I had seen him that Friday evening waiting outside for a panel discussion between Vikram Chandra and Kiran Desai and it was as if some deity had come in the room to deign us with his brief presence. Mark from The Elegant Variation then told me how he had met him not long after 9/11 (at a restaurant or museum I think) and Rushdie and his wife invited him over. Or rather how he was too chickenshit to introduce himself and his girlfriend bellowed, as girlfriends sometimes do, that Mark was his biggest fan but was too shy to come over and introduce himself. In that split second, sitting in that theatre with Rushdie ten or so rows ahead of me, I realized what girlfriends are for: to be the man that men sometimes aren’t man enough to be. But then I met Maud Newton, writer of the best literary blog in America and the woman behind at least 50% of the new traffic to my blog and was kinda starstruck again. I looked down ten rows for that bushy balding head and he was gone.

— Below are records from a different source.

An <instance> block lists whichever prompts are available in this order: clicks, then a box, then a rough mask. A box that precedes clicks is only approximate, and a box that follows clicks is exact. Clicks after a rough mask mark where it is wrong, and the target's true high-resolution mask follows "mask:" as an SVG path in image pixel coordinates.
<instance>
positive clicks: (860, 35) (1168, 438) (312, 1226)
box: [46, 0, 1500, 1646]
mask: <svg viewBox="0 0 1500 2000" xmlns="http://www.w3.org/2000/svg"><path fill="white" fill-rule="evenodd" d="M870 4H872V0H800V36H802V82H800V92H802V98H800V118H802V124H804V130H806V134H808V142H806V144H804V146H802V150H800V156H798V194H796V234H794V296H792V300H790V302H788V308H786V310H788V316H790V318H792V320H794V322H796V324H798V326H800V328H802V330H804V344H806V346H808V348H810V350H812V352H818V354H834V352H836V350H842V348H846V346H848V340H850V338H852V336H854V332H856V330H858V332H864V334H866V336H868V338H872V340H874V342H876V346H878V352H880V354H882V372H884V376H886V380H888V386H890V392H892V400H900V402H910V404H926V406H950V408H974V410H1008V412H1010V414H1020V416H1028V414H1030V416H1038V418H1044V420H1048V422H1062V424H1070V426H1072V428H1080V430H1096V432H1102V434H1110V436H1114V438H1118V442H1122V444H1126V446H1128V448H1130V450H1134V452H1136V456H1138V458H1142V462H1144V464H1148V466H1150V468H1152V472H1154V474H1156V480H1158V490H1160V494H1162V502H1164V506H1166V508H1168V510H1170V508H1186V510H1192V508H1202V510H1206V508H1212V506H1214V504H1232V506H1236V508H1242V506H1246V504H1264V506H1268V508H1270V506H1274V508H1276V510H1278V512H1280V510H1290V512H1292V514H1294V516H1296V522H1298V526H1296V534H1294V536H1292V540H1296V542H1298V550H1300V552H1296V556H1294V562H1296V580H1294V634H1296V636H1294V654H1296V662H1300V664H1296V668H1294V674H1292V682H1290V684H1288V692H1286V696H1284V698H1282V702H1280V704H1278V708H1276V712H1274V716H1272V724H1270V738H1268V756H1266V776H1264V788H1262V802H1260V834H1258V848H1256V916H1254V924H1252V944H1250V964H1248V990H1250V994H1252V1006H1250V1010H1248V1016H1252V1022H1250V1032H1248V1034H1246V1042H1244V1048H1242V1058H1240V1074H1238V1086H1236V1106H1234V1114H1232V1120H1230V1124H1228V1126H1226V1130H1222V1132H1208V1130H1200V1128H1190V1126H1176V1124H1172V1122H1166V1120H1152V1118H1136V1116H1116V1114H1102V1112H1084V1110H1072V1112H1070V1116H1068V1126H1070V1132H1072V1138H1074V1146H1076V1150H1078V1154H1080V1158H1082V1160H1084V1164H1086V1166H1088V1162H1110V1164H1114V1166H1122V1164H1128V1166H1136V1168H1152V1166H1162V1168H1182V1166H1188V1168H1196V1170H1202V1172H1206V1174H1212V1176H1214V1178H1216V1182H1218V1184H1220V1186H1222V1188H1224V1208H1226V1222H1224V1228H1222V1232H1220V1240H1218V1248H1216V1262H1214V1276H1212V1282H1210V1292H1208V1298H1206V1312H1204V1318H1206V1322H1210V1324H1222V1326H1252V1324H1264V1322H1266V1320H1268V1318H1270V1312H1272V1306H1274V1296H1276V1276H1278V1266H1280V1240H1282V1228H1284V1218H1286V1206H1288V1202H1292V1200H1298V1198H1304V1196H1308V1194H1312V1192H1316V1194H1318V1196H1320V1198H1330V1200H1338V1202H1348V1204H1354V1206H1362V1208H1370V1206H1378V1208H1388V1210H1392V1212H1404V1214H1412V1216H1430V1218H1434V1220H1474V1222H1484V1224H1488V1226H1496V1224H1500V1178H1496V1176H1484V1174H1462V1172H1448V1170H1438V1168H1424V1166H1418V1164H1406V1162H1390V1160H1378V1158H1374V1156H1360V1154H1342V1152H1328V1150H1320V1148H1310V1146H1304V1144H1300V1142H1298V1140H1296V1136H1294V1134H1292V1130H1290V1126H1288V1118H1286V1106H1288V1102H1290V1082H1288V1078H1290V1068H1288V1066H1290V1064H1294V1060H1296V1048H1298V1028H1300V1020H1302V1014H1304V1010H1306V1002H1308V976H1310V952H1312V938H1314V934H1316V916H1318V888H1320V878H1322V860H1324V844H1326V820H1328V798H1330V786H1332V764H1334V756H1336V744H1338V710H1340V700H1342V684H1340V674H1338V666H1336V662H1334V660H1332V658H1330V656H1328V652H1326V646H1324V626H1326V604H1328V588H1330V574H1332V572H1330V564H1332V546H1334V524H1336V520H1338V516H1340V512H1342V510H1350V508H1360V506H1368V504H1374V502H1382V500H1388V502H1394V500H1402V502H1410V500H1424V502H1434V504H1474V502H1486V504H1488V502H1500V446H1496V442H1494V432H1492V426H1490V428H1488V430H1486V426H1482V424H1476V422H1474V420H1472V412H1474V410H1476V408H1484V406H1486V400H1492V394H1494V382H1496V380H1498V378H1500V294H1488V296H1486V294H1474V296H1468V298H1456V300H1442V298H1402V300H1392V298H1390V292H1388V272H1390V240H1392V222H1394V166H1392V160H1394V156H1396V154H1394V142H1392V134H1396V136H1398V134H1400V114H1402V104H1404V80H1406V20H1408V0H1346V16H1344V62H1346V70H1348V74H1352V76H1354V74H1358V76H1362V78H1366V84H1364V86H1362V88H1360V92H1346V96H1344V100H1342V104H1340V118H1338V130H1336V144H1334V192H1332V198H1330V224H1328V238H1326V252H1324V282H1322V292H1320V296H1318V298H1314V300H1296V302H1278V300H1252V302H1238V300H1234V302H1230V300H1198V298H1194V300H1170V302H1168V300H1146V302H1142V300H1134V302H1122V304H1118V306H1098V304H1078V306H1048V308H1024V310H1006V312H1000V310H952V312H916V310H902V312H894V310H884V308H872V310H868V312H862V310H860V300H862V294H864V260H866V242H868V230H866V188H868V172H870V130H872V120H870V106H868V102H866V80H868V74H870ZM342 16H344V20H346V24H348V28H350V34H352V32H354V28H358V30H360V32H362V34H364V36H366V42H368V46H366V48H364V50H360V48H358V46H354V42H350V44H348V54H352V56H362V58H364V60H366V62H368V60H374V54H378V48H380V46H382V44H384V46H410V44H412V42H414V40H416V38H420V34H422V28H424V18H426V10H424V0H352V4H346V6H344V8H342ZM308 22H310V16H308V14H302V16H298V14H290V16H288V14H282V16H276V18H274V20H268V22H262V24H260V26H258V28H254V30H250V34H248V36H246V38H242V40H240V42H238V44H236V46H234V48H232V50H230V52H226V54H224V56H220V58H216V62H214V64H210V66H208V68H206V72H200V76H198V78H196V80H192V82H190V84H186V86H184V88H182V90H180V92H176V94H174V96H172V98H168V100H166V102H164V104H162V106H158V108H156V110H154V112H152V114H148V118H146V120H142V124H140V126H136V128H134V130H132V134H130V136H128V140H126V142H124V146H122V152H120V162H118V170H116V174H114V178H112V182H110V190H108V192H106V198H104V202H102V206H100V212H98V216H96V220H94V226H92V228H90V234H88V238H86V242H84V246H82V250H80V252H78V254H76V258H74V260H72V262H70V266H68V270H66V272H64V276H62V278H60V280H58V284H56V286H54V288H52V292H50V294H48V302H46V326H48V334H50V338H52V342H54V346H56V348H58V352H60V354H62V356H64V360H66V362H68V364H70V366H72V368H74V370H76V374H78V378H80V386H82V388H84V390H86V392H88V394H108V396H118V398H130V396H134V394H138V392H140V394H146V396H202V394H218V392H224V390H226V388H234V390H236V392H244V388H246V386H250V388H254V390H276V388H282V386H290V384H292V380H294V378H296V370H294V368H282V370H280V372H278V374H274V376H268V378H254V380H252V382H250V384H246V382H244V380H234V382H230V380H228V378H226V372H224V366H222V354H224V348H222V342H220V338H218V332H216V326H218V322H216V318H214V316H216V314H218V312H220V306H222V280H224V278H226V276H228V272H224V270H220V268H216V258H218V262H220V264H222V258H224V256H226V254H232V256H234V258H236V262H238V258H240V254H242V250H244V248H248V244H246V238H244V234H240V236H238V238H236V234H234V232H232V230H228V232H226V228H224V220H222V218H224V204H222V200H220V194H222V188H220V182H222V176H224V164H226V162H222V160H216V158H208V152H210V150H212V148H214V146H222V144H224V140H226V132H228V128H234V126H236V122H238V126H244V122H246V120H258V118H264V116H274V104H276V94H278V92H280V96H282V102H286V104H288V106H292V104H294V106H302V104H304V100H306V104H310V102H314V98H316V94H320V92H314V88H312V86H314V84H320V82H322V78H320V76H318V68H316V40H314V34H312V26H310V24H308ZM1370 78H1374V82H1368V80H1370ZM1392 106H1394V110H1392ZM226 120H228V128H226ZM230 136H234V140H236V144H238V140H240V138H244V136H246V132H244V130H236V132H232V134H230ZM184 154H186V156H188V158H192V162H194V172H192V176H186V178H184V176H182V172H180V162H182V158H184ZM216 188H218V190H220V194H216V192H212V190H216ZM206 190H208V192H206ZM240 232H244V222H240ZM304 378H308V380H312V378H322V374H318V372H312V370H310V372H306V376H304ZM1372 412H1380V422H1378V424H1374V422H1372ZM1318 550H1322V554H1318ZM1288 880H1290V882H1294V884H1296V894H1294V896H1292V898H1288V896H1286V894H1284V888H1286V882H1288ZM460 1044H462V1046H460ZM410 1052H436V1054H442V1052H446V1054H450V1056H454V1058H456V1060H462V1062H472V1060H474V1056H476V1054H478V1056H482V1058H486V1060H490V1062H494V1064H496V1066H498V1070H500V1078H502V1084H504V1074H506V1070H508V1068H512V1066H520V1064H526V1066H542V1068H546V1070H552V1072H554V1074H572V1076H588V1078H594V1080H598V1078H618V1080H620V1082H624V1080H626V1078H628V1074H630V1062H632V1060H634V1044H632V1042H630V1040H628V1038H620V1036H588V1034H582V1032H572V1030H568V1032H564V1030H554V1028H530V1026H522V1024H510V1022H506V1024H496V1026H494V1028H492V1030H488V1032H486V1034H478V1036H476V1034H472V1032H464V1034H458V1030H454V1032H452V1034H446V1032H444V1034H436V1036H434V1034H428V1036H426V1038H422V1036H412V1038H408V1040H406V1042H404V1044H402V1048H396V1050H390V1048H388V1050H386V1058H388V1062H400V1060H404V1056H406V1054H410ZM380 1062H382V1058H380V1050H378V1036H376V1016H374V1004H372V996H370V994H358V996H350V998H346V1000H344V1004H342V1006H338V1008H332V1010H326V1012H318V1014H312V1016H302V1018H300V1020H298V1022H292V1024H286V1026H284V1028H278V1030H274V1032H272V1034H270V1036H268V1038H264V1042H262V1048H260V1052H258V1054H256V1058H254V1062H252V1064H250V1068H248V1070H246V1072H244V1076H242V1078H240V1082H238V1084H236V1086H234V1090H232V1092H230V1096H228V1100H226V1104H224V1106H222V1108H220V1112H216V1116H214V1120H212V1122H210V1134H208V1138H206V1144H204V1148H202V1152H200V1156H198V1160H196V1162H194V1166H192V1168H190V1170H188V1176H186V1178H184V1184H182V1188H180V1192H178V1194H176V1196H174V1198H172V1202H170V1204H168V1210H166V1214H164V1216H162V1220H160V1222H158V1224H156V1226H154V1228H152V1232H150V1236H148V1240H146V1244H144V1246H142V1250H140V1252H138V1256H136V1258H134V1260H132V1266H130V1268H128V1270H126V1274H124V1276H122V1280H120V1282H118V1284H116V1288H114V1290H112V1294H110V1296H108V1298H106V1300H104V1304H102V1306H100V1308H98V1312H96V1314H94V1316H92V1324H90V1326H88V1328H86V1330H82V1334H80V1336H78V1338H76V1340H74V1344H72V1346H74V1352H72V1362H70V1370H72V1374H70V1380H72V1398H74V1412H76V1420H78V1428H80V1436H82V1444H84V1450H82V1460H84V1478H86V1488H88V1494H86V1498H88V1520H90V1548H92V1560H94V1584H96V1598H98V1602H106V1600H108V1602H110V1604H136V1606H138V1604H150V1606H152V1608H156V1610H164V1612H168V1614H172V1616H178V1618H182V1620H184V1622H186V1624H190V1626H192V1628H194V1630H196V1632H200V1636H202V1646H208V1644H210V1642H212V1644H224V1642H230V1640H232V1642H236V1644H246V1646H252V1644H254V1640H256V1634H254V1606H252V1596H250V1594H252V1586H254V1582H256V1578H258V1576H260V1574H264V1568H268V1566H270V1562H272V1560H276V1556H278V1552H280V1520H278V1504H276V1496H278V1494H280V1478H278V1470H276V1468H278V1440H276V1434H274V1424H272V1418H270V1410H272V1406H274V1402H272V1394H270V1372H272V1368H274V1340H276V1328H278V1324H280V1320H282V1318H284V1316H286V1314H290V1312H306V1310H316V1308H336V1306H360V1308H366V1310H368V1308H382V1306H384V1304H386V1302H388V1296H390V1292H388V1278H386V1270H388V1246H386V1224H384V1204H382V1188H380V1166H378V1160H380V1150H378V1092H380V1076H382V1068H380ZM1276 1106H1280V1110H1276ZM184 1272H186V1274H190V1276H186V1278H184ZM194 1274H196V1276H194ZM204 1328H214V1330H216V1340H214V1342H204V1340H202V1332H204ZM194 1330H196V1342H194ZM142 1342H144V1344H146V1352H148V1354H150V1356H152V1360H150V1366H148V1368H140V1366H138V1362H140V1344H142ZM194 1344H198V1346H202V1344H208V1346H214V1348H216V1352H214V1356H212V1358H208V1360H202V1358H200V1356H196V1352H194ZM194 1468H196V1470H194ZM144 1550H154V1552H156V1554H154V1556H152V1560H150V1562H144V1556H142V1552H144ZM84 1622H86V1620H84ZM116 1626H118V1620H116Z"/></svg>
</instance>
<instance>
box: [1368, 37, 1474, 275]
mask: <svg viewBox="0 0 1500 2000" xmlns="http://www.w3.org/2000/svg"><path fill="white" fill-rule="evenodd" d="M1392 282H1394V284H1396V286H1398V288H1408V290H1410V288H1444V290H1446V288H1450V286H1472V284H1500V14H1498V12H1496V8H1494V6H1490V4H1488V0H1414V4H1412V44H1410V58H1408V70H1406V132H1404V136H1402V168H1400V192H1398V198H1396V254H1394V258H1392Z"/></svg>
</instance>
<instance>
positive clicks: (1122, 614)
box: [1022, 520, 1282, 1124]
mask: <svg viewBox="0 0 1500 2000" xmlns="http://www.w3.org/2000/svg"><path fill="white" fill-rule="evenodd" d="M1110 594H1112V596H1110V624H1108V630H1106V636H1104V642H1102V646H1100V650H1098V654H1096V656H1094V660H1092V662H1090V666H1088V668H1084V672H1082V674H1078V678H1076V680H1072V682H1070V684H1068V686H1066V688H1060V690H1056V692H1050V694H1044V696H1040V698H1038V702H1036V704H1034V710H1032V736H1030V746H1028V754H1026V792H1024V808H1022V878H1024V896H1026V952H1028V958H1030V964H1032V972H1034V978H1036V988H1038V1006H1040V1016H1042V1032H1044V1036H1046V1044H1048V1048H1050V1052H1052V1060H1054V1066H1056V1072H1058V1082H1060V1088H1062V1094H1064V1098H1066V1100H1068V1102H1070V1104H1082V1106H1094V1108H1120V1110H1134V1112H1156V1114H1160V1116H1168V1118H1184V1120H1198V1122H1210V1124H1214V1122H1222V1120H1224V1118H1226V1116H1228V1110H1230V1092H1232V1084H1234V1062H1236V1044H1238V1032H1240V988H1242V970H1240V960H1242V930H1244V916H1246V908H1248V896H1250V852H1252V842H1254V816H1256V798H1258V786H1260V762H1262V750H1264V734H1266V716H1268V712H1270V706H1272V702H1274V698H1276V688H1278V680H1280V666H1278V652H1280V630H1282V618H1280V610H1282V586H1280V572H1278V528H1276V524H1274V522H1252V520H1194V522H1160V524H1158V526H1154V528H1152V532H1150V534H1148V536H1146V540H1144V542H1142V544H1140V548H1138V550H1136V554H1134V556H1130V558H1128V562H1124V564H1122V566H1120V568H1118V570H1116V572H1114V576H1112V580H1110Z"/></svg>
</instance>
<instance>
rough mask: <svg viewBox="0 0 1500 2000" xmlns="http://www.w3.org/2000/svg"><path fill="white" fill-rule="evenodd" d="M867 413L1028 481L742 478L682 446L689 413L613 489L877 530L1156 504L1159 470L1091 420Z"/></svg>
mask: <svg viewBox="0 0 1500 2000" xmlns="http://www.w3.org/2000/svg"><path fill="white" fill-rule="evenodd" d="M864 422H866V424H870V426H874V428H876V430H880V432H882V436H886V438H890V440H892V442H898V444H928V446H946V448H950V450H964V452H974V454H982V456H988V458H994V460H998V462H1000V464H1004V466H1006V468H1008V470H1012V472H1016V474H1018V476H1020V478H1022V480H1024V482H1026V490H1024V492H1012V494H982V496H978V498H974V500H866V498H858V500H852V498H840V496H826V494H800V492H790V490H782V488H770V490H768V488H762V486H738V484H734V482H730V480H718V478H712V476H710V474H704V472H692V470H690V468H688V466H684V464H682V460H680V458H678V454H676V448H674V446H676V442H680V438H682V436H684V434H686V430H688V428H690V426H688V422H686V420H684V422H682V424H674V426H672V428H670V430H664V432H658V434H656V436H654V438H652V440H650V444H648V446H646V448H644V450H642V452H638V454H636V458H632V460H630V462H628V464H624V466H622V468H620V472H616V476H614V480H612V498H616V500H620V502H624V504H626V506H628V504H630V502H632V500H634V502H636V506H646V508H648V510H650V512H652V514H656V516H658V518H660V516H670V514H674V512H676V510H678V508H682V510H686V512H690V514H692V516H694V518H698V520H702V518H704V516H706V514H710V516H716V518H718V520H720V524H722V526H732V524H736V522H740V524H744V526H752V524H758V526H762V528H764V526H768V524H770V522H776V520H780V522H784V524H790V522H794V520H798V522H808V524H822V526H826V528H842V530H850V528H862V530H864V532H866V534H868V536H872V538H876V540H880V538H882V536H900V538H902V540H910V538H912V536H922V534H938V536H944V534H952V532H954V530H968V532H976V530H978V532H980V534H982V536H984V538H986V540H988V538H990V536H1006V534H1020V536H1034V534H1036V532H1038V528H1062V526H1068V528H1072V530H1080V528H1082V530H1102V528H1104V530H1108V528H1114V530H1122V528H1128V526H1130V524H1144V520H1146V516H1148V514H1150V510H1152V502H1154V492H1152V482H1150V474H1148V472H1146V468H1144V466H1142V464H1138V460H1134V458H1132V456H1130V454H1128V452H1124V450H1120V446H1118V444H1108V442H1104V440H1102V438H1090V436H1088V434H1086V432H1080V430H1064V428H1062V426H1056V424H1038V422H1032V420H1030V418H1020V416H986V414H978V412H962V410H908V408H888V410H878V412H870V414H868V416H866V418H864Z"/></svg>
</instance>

Most of the writers I’ve met have been very nice. At the “Granta’s Best Young American Novelists,” panel I met a few. Gary Shteyngart, author of 2006’s best novel, Absurdistan, was a riot. He was every bit as funny as his book and me, unable to stop the torrent of fanboy mania once I started told him that I wrote a blog about him and that his was the kind of book that makes me want to write books. He asked if I was a writer and I told him that I was nominated for an award along with Uzodimna and Olga Grushin who were both on the panel. He wrote down the name of my book, which I thought was really nice and even if it wasn’t sincere it doesn’t matter in the least. I think authors, even the greatest and finest are still genuinely happy to meet people who get their work and most seemed to be impressed if not stunned by somebody in a Jamaican accent talking to them about their book. Alas Rushdie was clear across town at another panel.

But there he was again on Saturday afternoon, in front of Tishman’s Auditorium and by himself. By himself, he is by himself, I thought. People were talking to him but he was mostly alone, lingering outside the theatre like everybody else, a fan of literature waiting for an event to start. He was literally in my way; to get inside I would have had to either give him a wide berth and say excuse me. Of course nobody says excuse me to Salman Rushdie. I have no idea how this works when you encounter famous people. If you make a big deal then you might give them the exact public awkwardness they probably despise, but if you act as if they don’t matter then it seems almost like reverse snobbery or colossal ignorance, as if the person is irrelevant even if you are at an event where he is clearly the focus. Not that the event was about him, but as the Chairman of PEN, an organization of which I am a member, to act as if I don’t know who he is would have been disingenuous, not mentioned awfully unsubtle.

Them Mark hailed me from down the street and I felt both relief at being called out of this dilemma and saddened that I’m really not going to meet this guy. If you’re never read this blog then you don’t know that Salman Rushdie is by and large the writer who made me want to write the books. In 1999, I had finished my first novel, all 400 pages of it when I read Rushdie’s Shame and promptly destroyed my manuscript. That wasn’t a book, is said pointing at my manuscript. This is a book! I said clutching his. I remember reading it in church and people being so disturbed by my outbursts of laughter that they thought I was possessed (I had the book hidden in a bible). Rushdie exploded my conception of what a novelist could write, how he should write and what he could say. And who knows, maybe this is all stuff that he might have enjoyed hearing, even though lord knows Rushdie does not need affirmation from some indie novelist who has only written one book.

There’s something else. Like any other big fan of an artist’s work, I dread meeting Rushdie because it might ruin my image of him. Most of the writers I’ve met are nice and some have become really good friends but there is still this crushing fear that maybe my hero is an asshole, which will all but ruin my hero worship or worse turn me into those emotionally removed but still pathetic former fans who demur that “ I still think he’s a great writer,” to mask genuine hurt. Like any fan I think I need my heroes to be heroic and not real people, and instead of knowing him to be a jerk I’d rather not know him at all. As Mark and I took our seats, I looked around for the balding head or the glasses shielding those eyes that always look as if he knows something you don’t. But he was gone.